Yahoo and Verizon finally strike a deal.
Verizon is moving forward with its deal to buy Yahoo, but at a lower price.
The two companies have agreed to cut the acquisition price by $350 million. This follows Yahoo’s disclosures in recent months of two massive security breaches that affected more than one billion users.
Verizon’s new price tag for buying Yahoo’s core Internet assets is $4.48 billion. The whole amount being in cash with no option for Verizon shares. The deal is expected to close in the second quarter of this year.
Verizon and Yahoo have also agreed to split the cost of any legal liabilities resulting from the security breaches.
Yahoo said in December that it had uncovered a massive cyber-attack, where data from more than 1 billion user accounts was compromised in August 2013, making it the largest breach in history.
This followed the company’s disclosure in September 2016 that at least 500 million accounts were affected in another breach in 2014.
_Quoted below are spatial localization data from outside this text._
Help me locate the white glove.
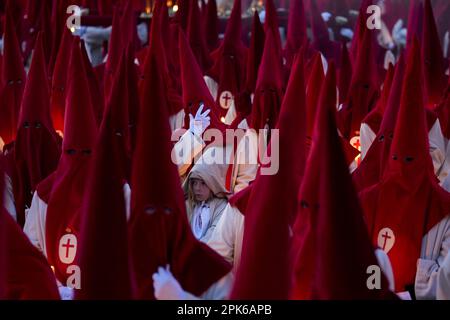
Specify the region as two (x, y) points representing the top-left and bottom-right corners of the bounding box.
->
(58, 286), (74, 300)
(335, 16), (348, 26)
(392, 19), (407, 47)
(321, 12), (332, 22)
(340, 28), (354, 40)
(152, 265), (187, 300)
(189, 104), (211, 137)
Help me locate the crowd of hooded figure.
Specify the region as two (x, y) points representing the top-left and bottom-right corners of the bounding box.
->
(1, 0), (450, 300)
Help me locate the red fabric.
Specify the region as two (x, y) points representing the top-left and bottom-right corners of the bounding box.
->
(104, 5), (123, 101)
(50, 26), (73, 134)
(306, 53), (325, 139)
(244, 12), (265, 94)
(128, 53), (231, 300)
(359, 39), (450, 292)
(292, 62), (395, 300)
(435, 80), (450, 139)
(231, 53), (307, 299)
(45, 38), (99, 285)
(75, 58), (133, 300)
(103, 48), (133, 182)
(12, 33), (61, 227)
(284, 0), (307, 68)
(204, 0), (219, 52)
(229, 183), (253, 215)
(187, 0), (211, 72)
(80, 40), (105, 127)
(144, 0), (182, 119)
(178, 28), (226, 133)
(362, 63), (396, 135)
(208, 0), (247, 119)
(264, 0), (282, 58)
(250, 30), (284, 131)
(175, 0), (190, 31)
(338, 14), (380, 140)
(422, 0), (447, 109)
(353, 55), (405, 192)
(309, 0), (341, 62)
(1, 207), (60, 299)
(0, 154), (59, 300)
(0, 154), (7, 299)
(406, 0), (424, 48)
(337, 42), (353, 105)
(123, 46), (140, 157)
(293, 62), (396, 299)
(0, 8), (26, 146)
(48, 0), (71, 76)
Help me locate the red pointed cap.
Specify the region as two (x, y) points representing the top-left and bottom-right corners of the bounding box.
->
(129, 53), (231, 299)
(18, 33), (54, 132)
(422, 0), (447, 108)
(204, 0), (219, 52)
(230, 53), (307, 299)
(251, 29), (284, 130)
(245, 11), (265, 93)
(222, 0), (243, 52)
(178, 29), (224, 130)
(312, 87), (394, 300)
(337, 42), (353, 104)
(63, 38), (98, 152)
(50, 26), (73, 133)
(187, 0), (212, 72)
(353, 54), (405, 192)
(1, 6), (26, 85)
(284, 0), (307, 66)
(387, 38), (432, 178)
(75, 83), (132, 299)
(406, 0), (424, 48)
(306, 53), (326, 138)
(264, 0), (282, 56)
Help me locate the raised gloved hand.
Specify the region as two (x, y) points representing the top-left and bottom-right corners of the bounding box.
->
(189, 104), (211, 137)
(152, 265), (187, 300)
(392, 19), (407, 47)
(340, 28), (354, 40)
(58, 286), (74, 300)
(321, 11), (332, 22)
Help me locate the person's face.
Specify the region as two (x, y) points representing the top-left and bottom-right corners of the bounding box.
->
(190, 178), (212, 202)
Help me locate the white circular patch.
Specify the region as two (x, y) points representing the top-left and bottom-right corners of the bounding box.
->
(377, 227), (395, 254)
(59, 234), (78, 264)
(350, 135), (361, 151)
(219, 91), (233, 110)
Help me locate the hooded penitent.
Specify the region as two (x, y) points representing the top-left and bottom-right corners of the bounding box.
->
(12, 33), (61, 228)
(43, 37), (99, 286)
(230, 53), (307, 299)
(359, 38), (450, 292)
(128, 52), (231, 300)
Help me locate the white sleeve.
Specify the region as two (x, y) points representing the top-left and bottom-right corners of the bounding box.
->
(233, 130), (258, 193)
(3, 173), (17, 221)
(415, 217), (450, 300)
(123, 183), (131, 222)
(375, 249), (395, 292)
(437, 250), (450, 300)
(360, 123), (376, 160)
(207, 204), (237, 266)
(428, 119), (447, 183)
(173, 130), (205, 177)
(23, 192), (47, 256)
(203, 76), (218, 101)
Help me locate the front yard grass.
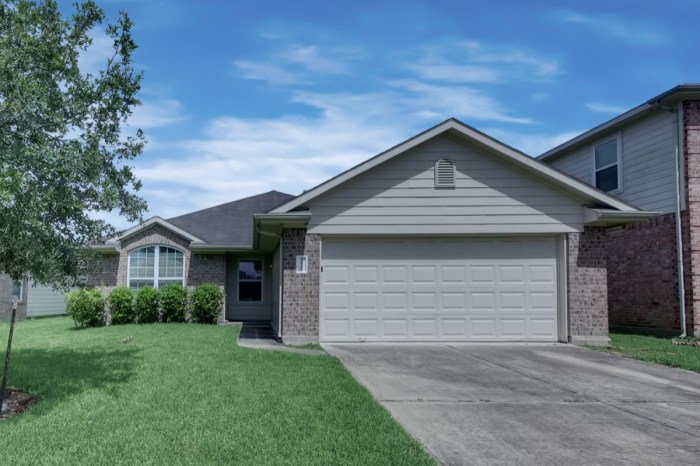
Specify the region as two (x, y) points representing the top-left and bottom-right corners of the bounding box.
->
(596, 332), (700, 373)
(0, 317), (434, 465)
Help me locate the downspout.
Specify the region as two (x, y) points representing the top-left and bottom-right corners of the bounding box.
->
(256, 225), (284, 341)
(669, 104), (687, 337)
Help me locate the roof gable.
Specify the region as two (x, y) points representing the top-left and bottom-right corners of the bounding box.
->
(106, 217), (204, 245)
(272, 119), (642, 214)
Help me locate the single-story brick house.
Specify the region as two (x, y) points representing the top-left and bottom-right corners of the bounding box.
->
(90, 119), (656, 345)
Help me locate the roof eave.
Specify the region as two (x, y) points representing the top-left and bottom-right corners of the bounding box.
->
(583, 207), (661, 226)
(189, 244), (252, 252)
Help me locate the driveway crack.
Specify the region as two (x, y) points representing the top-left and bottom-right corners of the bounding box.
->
(600, 401), (700, 440)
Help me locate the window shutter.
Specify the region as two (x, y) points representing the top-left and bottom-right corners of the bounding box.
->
(434, 159), (455, 188)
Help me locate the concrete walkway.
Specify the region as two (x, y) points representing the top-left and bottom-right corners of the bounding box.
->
(324, 343), (700, 466)
(236, 324), (326, 356)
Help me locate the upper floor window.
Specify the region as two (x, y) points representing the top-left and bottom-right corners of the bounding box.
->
(435, 159), (456, 188)
(128, 246), (185, 290)
(593, 137), (621, 192)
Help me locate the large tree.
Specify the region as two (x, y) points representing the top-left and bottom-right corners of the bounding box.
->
(0, 0), (146, 288)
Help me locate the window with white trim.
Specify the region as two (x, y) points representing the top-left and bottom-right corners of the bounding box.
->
(434, 159), (456, 188)
(128, 246), (185, 290)
(11, 280), (23, 302)
(238, 260), (263, 302)
(593, 137), (620, 192)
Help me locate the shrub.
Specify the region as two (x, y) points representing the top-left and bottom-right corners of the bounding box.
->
(65, 288), (105, 328)
(109, 287), (135, 325)
(135, 286), (159, 323)
(159, 284), (188, 323)
(190, 283), (225, 324)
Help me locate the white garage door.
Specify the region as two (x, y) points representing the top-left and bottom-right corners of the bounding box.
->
(320, 237), (559, 342)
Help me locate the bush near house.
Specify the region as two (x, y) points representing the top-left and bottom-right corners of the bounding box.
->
(159, 284), (188, 323)
(65, 289), (105, 328)
(190, 283), (225, 324)
(134, 286), (159, 323)
(108, 287), (136, 324)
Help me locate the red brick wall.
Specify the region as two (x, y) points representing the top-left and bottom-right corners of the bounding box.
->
(606, 213), (690, 334)
(684, 100), (700, 335)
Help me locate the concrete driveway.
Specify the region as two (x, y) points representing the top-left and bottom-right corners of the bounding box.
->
(324, 344), (700, 466)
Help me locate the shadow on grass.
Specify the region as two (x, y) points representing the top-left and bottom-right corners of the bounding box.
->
(2, 346), (141, 416)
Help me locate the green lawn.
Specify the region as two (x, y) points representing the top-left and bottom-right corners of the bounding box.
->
(0, 317), (434, 466)
(596, 332), (700, 373)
Yahoo has already been hit with multiple lawsuits from customers claiming the company was negligent with the U.S. Senate also beginning a probe on Yahoo over the breach.
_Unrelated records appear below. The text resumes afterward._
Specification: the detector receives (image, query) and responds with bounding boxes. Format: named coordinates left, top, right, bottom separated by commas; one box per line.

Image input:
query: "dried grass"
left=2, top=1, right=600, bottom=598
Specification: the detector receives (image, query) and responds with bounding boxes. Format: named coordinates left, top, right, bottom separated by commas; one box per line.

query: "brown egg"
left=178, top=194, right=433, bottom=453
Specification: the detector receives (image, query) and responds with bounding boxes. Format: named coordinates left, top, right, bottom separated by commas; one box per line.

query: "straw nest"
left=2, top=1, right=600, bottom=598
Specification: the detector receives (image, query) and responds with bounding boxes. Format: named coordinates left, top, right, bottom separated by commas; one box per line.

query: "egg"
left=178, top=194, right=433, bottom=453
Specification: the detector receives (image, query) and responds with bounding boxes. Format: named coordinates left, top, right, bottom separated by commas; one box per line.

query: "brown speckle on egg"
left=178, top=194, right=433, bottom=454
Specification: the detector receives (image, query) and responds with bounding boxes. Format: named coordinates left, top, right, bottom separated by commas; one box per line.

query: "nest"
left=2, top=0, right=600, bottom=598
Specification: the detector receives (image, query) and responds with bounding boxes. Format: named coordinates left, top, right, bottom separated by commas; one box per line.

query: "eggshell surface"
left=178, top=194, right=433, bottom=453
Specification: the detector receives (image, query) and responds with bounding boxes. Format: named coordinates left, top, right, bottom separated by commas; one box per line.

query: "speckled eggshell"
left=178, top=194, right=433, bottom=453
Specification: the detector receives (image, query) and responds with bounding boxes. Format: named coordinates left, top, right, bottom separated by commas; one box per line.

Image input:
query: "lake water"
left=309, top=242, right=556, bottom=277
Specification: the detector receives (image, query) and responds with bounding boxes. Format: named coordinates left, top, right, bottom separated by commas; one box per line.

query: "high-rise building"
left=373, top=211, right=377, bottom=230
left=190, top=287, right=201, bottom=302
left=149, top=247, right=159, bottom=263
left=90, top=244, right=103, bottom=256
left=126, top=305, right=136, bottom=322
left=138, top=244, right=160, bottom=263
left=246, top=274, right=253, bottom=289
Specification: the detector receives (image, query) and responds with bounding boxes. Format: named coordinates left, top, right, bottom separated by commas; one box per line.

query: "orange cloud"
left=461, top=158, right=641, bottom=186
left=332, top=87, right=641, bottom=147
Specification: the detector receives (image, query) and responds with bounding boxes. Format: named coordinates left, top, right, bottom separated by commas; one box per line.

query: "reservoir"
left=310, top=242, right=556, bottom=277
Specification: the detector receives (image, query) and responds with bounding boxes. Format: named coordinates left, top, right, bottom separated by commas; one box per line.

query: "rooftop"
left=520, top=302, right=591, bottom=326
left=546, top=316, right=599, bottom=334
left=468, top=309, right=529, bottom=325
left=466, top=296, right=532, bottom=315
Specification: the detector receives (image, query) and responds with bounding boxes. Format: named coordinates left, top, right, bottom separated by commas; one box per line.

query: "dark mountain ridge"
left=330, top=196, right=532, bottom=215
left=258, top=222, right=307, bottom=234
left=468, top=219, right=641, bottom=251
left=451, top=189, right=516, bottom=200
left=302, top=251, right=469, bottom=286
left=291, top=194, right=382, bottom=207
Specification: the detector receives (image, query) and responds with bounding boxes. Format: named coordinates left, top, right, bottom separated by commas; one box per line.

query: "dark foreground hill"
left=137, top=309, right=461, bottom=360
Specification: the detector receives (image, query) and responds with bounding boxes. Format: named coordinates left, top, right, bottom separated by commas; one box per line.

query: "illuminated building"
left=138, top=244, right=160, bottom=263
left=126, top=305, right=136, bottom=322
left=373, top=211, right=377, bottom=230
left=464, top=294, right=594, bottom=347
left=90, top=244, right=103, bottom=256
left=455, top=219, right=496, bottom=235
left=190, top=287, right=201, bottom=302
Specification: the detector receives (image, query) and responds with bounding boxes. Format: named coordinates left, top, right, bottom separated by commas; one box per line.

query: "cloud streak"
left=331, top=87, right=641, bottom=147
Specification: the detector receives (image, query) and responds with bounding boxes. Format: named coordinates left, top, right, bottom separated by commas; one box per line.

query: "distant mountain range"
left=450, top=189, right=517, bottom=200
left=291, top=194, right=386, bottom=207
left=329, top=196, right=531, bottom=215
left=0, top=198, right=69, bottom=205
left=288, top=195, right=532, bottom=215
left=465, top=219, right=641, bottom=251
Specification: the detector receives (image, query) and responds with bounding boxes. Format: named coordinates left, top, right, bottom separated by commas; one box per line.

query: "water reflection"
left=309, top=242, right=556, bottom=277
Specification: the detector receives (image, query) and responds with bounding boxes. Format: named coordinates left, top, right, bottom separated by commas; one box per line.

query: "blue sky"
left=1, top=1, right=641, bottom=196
Verizon conducted brand studies and found that Yahoo’s reputation was holding up after the hacks. The company decided to proceed in part because it continued to believe that the deal made strategic sense and that existing users were loyal and engaged. Verizon agreed to buy Yahoo’s core Internet business in July with a goal to use Yahoo’s a billion users to build an online advertising powerhouse that rivals Google and Facebook.
The companies said that they expect the deal to close in the second quarter. However, the data breach may delay some integration of Yahoo with Verizon after the closing.
“We continue to be very excited to join forces with Verizon and AOL,” Marissa Mayer, Yahoo’s CEO, said in a statement. “It is an important step to unlocking shareholder value for Yahoo, and we can now move forward with confidence and certainty.”
The agreement should be a welcome relief to Yahoo investors who have been in doubt about the deal for months due to concerns that the breaches would lead to costly lawsuits and lost users.